About 22% of the CEO’s direct reports are now based in Texas, around half are still based in California, and more than 90% are men.

Musk will need to lean on these deputies as Tesla works to bring its new factories in Gruenheide, Germany, and Austin, Texas, to full production, and to demonstrate progress on his many other goals.

Musk has told shareholders and fans that Tesla will “solve Full Self-Driving” this year, improve vehicle service and repairs, and start deliveries of the experimental Cybertruck pickup by midyear 2023. He also said that Tesla would shore up its battery-manufacturing capabilities to be able to produce 100 gigawatt-hours worth of 4680 batteries on its own this year, enough to power more than 1 million of its cars.

Musk’s direct reports have also recently needed to navigate through headcount reductions amid uncertain economic times.

The CEO abruptly announced a steep cut to the Tesla workforce at the end of May during a challenging second quarter that was marked by Russia’s invasion of Ukraine and Covid-19 outbreaks in China.

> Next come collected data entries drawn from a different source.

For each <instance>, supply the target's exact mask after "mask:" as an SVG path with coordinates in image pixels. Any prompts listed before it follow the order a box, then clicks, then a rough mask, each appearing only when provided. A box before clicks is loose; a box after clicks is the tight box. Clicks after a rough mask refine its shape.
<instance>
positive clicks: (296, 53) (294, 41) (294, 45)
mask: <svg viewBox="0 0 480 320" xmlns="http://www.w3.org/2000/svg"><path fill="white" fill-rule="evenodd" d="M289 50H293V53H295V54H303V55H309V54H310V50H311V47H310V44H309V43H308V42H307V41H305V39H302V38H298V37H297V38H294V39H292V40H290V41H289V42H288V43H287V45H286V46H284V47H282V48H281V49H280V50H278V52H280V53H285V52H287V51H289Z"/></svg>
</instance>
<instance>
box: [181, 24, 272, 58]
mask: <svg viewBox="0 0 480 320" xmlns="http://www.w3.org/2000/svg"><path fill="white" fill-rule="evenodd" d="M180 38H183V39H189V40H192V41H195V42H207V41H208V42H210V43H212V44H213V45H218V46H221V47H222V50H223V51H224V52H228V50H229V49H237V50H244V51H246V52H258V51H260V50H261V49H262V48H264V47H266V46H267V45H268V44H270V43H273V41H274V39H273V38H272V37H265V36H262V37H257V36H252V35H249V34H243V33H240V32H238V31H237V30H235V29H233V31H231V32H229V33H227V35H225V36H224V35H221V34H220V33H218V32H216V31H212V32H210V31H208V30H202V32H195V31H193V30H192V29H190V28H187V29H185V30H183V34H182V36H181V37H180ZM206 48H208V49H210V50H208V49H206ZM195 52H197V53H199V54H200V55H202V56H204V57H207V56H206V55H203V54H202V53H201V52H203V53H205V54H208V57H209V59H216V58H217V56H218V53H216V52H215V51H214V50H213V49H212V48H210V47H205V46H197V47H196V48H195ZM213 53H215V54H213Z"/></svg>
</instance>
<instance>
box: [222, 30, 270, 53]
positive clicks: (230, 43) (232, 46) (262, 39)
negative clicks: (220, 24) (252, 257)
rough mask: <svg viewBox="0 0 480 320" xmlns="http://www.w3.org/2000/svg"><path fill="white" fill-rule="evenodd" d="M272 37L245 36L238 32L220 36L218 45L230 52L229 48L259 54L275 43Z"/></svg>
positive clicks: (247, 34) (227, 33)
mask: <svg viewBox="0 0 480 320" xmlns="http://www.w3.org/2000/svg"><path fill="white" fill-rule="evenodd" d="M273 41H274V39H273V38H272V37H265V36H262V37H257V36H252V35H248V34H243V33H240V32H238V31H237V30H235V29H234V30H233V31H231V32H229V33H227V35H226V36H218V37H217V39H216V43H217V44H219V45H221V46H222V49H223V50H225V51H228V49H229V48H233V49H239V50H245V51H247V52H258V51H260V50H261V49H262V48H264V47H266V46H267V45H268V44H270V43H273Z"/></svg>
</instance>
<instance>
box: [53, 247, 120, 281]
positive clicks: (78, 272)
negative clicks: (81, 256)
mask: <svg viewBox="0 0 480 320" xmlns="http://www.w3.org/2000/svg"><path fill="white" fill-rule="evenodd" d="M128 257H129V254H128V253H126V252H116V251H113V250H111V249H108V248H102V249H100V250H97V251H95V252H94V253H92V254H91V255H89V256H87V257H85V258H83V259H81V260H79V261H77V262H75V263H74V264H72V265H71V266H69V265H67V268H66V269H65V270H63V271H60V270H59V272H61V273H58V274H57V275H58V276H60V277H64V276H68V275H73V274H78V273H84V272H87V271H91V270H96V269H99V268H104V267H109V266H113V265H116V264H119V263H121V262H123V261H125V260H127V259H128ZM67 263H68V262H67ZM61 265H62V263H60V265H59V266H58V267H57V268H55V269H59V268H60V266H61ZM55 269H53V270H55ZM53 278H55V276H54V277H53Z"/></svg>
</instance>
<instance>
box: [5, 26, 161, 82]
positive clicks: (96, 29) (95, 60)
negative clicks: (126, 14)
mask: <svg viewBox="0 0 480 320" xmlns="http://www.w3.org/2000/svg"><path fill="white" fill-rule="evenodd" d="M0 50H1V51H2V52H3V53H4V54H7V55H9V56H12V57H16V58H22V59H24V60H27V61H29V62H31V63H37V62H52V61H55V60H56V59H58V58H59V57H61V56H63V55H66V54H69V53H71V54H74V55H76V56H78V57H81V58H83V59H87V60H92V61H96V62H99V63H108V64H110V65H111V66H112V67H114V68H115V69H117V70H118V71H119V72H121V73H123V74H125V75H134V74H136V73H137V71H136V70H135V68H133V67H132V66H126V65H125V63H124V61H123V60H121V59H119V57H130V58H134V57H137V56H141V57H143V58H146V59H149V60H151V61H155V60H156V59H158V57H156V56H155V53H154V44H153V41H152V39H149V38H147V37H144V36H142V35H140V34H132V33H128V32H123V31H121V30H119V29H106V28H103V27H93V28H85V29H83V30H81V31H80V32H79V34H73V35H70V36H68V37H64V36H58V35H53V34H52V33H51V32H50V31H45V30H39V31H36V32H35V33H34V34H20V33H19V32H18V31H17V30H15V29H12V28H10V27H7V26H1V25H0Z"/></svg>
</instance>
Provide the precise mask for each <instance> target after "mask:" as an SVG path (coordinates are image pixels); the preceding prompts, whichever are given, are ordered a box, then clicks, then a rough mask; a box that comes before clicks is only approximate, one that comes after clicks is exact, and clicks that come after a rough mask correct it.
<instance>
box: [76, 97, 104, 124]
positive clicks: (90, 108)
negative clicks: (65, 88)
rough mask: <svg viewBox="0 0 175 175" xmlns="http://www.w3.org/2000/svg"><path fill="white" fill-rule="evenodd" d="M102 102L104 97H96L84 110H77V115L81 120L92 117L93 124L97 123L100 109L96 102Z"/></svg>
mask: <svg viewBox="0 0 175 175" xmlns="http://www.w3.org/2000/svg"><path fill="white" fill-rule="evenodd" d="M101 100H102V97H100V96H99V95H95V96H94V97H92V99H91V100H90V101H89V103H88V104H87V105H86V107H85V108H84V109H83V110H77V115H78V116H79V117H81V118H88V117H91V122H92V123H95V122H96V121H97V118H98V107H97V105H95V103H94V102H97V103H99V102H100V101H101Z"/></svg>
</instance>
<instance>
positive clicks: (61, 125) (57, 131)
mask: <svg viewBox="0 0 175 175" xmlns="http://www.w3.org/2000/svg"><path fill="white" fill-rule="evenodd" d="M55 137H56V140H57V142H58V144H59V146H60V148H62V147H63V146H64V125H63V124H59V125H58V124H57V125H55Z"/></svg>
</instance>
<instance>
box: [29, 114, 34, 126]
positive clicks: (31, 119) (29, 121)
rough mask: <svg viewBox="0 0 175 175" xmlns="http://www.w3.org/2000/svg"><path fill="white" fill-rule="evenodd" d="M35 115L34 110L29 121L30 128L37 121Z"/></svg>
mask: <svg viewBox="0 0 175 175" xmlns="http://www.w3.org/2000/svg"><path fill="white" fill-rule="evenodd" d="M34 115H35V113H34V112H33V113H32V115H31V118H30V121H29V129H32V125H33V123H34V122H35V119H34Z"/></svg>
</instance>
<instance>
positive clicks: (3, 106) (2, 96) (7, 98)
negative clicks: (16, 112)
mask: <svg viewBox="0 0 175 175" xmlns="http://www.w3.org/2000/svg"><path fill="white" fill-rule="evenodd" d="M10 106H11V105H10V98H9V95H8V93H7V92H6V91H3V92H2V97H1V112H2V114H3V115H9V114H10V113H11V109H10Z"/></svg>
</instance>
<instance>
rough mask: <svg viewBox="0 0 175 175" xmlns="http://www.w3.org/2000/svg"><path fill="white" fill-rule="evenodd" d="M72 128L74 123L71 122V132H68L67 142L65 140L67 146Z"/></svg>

In June, Tesla closed an entire Autopilot office in San Mateo, California, and dismissed at least some employees who were previously authorized for remote work but who did not agree to an order by Musk to work at a Tesla office at least 40 hours per week. The CEO cited a “super bad feeling” about the economy in an e-mail to Tesla staff in June.

Tesla’s former senior director of artificial intelligence, Andrej Karpathy, was not among those who Musk laid off or fired, however — he announced his resignation from the company formally in July. Autopilot leader Ashok Elluswamy is reporting directly to Musk for the time being.

Other Musk direct reports who parted ways with Tesla in 2022 have included former Nevada Gigafactory VP Chris Lister, as CNBC previously reported, and Jean Frazier, who was Tesla’s senior director of employee relations, according to internal documents viewed by CNBC.

David Searle, who previously headed up Tesla’s legal department, is still employed there, records indicate. Insiders said they expect Searle to leave in coming months as he previously managed more than a dozen employees, and now has only one direct report listed on internal organization charts.

According to public and internal records, Senior Director of Legal Dinna Eskin is now acting as the manager of Tesla’s legal department and is effectively the company’s general counsel. Tesla hasn’t employed a person with the title of general counsel officially since late 2019.